While these answers aren’t wrong, they could be better. For instance, the party planner might actually be targeting middle-class households with primary school aged kids.
The next questions all businesses need to ask when trying to sell their product is, how do you sell it to your target market?
This question relates to your marketing process and how you reach your desired market.
To better equip your business to identify and reach your ideal customer, a buyer persona will come in handy.
What is a Buyer Persona?
A buyer persona is a fictional, generalised representation of your ideal customer. A buyer persona will help you to visualise, and relate to your ideal target market as though they’re a real human.
To make your buyer persona as effective as possible, give them a name and a face. It’s also important to note that a business might have more than one buyer persona, as you might have a few different types of customers you’re trying to sell to.
Another factor to consider when developing and maintaining your buyer persona, is that your ideal customer might change as your business grows. For instance, when just starting out, our party planning business might have only been targeting parents with young children, as they were only equipped to handle these types of parties. However, now that they’ve expanded, they’re able to offer sweet 16 parties and 21st parties as well. This means the age and lifestyle of their ideal customer might have changed.
How Can a Buyer Persona Benefit Your Business?
A buyer persona will prove invaluable to your business, especially your sales and product development efforts.
For instance, if you’re running a party planning business and you’re targeting mums with young children, you wouldn’t try to sell a gourmet menu that is better suited to adult events. You would try to sell them a party package that comes with a child-friendly menu.
If you understand your buyer persona, you’ll be better equipped to know what your customer wants and needs, and how you can meet their needs/ overcome any of their purchasing objections.
How Can You Create an Effective Buyer Persona?
When creating your buying persona, you’ll need to think about your key demographic.
To go back to our party-planning example: our party planning company has identified their key target market. They want to target middle-class stay at home mums who want to create the perfect family lifestyle.
For the purpose of this exercise, they’ve named her Sarah. They want to work with this mum, who wants the best for her kids and likes to spoil them, to throw their child’s birthday party. Ideally, they want input from their client during the process so they understand their needs, however, they also want to work with mum’s who are running a busy household so they don’t get too overbearing.
Their basic buyer persona might look a little something like this.

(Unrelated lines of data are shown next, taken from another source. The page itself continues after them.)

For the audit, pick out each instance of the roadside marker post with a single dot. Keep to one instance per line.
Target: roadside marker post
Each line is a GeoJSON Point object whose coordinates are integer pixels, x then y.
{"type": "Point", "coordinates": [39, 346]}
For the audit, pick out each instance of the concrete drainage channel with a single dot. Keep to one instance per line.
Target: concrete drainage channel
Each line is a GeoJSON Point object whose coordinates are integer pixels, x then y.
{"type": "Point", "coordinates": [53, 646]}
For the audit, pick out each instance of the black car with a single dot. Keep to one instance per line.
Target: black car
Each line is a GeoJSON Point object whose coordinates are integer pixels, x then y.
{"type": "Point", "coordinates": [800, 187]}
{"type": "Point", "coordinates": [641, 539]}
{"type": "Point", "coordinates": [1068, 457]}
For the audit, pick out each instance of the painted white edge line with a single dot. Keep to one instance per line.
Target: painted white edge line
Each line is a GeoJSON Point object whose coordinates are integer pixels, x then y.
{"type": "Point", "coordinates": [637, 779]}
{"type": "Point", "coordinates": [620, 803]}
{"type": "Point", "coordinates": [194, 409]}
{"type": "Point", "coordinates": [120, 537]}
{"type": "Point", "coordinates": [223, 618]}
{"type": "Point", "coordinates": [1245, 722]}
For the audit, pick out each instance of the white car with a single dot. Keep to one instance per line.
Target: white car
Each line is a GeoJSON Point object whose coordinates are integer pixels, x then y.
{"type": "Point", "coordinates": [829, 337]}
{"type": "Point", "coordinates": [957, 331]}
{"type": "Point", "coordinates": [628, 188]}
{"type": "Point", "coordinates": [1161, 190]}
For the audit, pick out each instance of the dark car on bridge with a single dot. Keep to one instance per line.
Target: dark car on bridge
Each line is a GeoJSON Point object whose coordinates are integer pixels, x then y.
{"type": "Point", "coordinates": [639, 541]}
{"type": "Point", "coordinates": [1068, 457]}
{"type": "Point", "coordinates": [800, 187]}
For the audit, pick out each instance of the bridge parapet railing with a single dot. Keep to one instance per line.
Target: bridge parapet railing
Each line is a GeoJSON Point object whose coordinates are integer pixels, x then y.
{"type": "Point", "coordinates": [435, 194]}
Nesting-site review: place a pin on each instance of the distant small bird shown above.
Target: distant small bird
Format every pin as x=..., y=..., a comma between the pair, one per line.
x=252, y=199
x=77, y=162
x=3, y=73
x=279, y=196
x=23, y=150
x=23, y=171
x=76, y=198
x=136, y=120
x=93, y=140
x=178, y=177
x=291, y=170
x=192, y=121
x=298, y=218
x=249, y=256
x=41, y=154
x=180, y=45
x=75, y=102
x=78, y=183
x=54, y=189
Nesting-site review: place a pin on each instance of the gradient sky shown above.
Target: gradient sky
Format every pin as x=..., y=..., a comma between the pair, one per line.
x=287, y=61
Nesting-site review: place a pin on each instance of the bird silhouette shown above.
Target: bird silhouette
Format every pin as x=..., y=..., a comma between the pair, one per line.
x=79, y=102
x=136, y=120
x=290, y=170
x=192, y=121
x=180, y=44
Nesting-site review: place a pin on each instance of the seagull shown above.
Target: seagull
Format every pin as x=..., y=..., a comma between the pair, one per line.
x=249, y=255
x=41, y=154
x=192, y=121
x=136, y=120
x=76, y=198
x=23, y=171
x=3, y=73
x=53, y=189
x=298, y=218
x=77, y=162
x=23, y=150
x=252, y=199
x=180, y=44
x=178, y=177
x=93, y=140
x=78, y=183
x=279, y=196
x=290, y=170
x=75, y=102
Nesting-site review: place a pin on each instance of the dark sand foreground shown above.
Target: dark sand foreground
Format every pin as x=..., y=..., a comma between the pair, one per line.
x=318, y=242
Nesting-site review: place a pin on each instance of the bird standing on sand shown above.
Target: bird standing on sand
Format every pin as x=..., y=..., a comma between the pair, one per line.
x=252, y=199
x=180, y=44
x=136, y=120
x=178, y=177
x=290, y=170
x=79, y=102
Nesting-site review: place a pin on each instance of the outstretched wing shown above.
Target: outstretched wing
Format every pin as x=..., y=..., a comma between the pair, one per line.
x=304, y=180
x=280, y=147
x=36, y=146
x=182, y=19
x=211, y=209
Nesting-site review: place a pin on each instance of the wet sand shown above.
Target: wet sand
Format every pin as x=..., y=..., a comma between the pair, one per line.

Now, that’s not to say that this is the only type of client this party planning company will pursue, as there may be discrepancies. For instance, they might also want to work with working mums, who are too busy to throw a birthday party themselves but still want to be involved in the process.
So, how did they reach this conclusion? This list will help you work out what your ideal buyer persona should be? The above example is a basic summation of the below points, however, the more detail you flesh out when looking at these points, the more detailed your persona will be.
- Salary/household income
- Locations: urban/suburban/rural
Goals and Challenges
- What is their primary and secondary goal?
- How can you help them achieve this?
- What is their primary and secondary challenge?
- How can you help them solve these problems?
Values and Fears
- What are their primary values?
- What would their common objections during the sales process be?
You can also get super specific by looking at the following points:
- What are their hobbies?
- Where do they spend their time online?
- Where do they get their news?
- What blogs do they read?
These points will help you work out how to target your demographic audience through marketing.
Once you’ve developed your buyer persona, your whole team will be able to work towards developing your product, your sales techniques and your marketing approach, to ensure you’re reaching the right people and providing them with the service they’re after.